33 The appellant relied nextly on a failure by his Honour to accord it procedural fairness, because he stated that he was on the "appellant's side on contributory negligence as a result of which appellant's counsel did not further address on" that issue. What in fact his Honour said, BB p 177, was:-
"I'm at this stage on your side, on contributory negligence." (My emphasis.)
34 There is no suggestion that this was put in a way calculated to cause Mr Cahill to put no other submissions on this issue lest at some other stage his Honour came to a different view.
35 Mr Capelin had put, BB p 174 that the appropriate characterisation of what the respondent had done was "inattention or inadvertence" not amounting to negligence.
36 After his Honour stated his preliminary view of contributory negligence, Mr Cahill asked if he wished him to address further on s 40. There was, of course, a link between the two, because if his Honour was satisfied that there was a breach of s 40, contributory negligence would not operate. His Honour replied "No". None-the-less, Mr Cahill, quite properly, "despite that" did make a further submission on s 40, and then asked whether there were specific matters on which he could assist on contributory negligence.
37 Mr Hislop submitted that had Mr Cahill been aware that his Honour would change his view on contributory negligence he would have addressed further on momentary inattention and other aspects of that issue.
38 Mr Capelin submitted that the remark was made during the appellant's reply, the appellant's counsel having addressed first with a right of reply. Accordingly, counsel for the appellant had every opportunity, during his submissions in chief, to address on contributory negligence and, in written submissions, had done so. He had submitted that any damages should be subject to a significant discount with respect to contributory negligence on the basis that the appellant was well aware of the distance from the carriage floor to the ballast below; the nature of the ballast; the prevailing weather conditions; and the inherent weakness of his knee.

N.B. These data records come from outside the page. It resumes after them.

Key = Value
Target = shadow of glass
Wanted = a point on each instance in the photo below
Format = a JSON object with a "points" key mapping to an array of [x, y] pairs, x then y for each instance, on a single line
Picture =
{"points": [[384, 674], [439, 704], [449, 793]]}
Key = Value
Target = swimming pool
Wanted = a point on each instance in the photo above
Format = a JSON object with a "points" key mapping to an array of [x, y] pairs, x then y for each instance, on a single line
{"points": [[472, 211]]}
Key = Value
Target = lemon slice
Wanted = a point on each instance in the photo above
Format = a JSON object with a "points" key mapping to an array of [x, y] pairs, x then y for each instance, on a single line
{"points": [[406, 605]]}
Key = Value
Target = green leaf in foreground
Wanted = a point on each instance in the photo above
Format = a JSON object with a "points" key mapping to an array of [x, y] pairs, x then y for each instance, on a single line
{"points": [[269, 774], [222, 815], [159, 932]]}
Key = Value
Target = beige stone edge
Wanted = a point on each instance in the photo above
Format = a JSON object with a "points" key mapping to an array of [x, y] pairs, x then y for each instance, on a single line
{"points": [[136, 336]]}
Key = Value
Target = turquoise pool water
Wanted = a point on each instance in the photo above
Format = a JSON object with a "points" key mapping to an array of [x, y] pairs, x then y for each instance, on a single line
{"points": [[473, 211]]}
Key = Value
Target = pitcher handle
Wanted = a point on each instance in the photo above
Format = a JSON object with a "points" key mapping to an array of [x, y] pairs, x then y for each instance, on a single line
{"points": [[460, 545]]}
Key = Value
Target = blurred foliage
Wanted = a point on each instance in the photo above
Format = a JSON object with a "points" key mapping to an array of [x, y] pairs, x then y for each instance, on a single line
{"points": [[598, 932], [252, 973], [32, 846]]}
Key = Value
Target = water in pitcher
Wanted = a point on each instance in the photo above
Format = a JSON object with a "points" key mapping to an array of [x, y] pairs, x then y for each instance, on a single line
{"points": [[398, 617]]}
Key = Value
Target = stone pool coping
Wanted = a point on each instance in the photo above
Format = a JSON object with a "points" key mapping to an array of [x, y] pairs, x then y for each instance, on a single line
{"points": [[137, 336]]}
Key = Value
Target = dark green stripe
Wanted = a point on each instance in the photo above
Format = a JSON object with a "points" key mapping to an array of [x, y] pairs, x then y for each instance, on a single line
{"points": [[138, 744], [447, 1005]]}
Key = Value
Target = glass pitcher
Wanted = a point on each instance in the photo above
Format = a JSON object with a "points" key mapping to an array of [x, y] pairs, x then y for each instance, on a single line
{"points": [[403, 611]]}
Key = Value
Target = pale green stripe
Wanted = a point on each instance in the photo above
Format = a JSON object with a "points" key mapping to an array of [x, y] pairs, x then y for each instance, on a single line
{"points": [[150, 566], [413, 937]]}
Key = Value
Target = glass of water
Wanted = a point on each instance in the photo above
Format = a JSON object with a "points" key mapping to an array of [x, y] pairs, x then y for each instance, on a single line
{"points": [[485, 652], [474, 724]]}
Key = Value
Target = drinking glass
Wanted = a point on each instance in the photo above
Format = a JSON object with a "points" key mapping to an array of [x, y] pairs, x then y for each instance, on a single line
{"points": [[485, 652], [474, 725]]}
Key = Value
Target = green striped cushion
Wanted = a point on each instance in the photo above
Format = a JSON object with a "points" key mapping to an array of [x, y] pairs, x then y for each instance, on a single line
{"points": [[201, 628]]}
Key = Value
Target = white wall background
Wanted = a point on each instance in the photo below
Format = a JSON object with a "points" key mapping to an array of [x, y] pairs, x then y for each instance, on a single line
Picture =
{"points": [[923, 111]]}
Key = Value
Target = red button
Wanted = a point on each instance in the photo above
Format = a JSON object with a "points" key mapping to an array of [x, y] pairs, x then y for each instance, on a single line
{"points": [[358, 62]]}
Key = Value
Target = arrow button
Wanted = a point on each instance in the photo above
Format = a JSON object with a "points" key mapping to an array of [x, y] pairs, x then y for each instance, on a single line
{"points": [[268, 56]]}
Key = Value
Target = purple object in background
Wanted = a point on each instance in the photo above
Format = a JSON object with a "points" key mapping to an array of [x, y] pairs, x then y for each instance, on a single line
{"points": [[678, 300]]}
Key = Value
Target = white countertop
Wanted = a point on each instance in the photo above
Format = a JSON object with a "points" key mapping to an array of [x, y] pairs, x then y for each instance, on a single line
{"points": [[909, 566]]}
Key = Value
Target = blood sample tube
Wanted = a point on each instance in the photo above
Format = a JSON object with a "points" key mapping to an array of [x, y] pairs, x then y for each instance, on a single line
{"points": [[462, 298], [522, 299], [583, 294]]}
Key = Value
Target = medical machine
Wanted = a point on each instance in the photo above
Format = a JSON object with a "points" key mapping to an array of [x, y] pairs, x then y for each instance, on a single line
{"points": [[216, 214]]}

Whilst these submissions did not fit easily with those pleaded, they nonetheless showed that the question of contributory negligence had been addressed and there is no statement in the written submissions as to what additional submissions would have been made on this issue, conformably with the pleadings, but for his Honour's remark. I have noted Mr Hislop's oral submissions.
39 In my opinion, there was no failure to accord procedural fairness. Both sides had made submissions. The issue was whether there was contributory negligence or momentary inadvertence and involved the trial Judge's final determination of how he characterised the respondent's conduct. His remark to Mr Cahill was nothing more than a preliminary remark, indicating his view "at this stage". Mr Cahill was not deterred by a more definite remark by his Honour, in relation to s 40, from making a further submission on it and he returned to contributory negligence. The factual and legal issues were thus fully addressed.
40 Mr Hislop suggested that this Court may consider the question of contributory negligence in the light of his further submissions. Notwithstanding his careful further submissions I am not satisfied that his Honour was in error in declining to find contributory negligence.